ECLI:NL:RBDHA:2021:15898
Rechtbank Den Haag
- Eerste aanleg - enkelvoudig
- Rechtspraak.nl
Beroep tegen terugkeerbesluit en inreisverbod van Albanese vreemdeling
In deze zaak heeft de Rechtbank Den Haag op 4 mei 2021 uitspraak gedaan in een beroep van een Albanese vreemdeling tegen een terugkeerbesluit en een inreisverbod dat door de Staatssecretaris van Justitie en Veiligheid was opgelegd. De vreemdeling, geboren in 1995, had op 8 november 2020 een terugkeerbesluit en een inreisverbod voor de duur van twee jaar ontvangen. Hij heeft hiertegen beroep ingesteld, maar de rechtbank oordeelde dat de vreemdeling geen procesbelang meer had bij de rechtmatigheidstoets van het terugkeerbesluit, omdat hij op 23 november 2020 naar Albanië was teruggekeerd. Hierdoor werd het beroep tegen het terugkeerbesluit niet-ontvankelijk verklaard.

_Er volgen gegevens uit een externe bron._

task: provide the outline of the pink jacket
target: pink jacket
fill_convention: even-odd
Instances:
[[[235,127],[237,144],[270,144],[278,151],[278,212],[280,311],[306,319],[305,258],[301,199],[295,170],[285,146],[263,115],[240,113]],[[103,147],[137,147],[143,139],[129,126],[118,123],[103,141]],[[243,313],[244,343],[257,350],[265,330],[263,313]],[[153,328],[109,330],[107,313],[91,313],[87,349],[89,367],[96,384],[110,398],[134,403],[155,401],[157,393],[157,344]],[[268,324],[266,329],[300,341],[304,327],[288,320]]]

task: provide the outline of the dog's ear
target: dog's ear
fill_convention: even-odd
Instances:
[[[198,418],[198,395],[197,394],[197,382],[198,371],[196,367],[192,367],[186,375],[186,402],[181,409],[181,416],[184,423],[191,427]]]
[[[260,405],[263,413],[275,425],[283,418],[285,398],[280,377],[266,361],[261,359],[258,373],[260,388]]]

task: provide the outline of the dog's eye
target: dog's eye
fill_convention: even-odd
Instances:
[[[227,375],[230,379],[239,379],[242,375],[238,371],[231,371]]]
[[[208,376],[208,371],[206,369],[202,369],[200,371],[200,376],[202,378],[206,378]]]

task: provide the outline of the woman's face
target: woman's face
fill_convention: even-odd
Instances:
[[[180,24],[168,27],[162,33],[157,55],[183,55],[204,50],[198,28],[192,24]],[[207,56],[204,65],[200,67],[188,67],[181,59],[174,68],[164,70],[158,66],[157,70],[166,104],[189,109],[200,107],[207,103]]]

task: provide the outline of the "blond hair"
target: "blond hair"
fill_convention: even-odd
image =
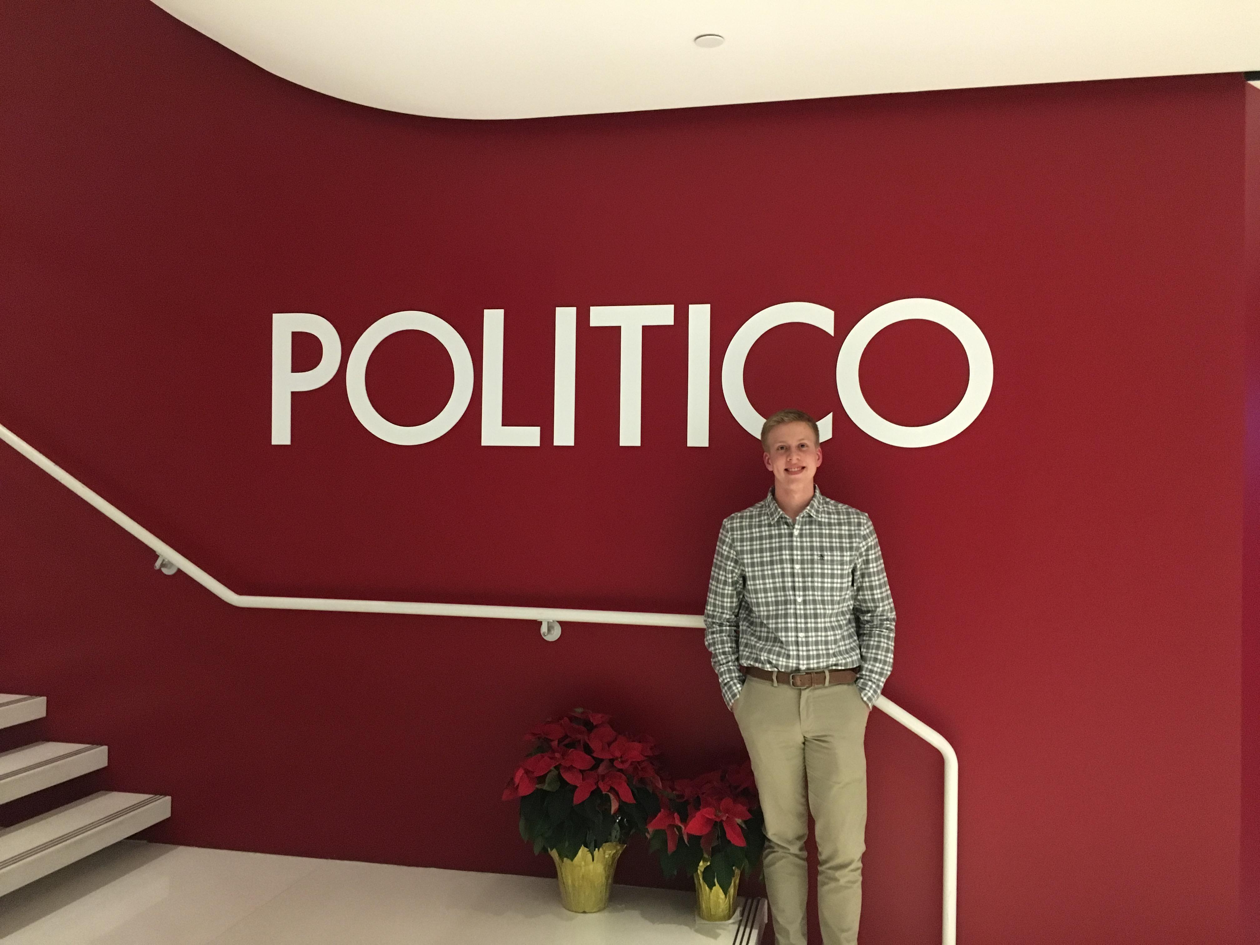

Wat betreft het inreisverbod oordeelde de rechtbank dat de Staatssecretaris terecht had aangenomen dat er een risico bestond dat de vreemdeling zich aan het toezicht op vreemdelingen zou onttrekken. De vreemdeling had tijdens een gehoor verklaard dat hij geen contact had met zijn schoonzus en neefjes in Italië, en de rechtbank vond dat er geen bijzondere omstandigheden waren die het inreisverbod zouden kunnen rechtvaardigen. De rechtbank volgde de vreemdeling niet in zijn stelling dat de Staatssecretaris had moeten verifiëren of hij contact wilde hebben met zijn schoonzus. De rechtbank concludeerde dat het beroep tegen het inreisverbod ongegrond was en dat er geen aanleiding was voor een proceskostenveroordeling.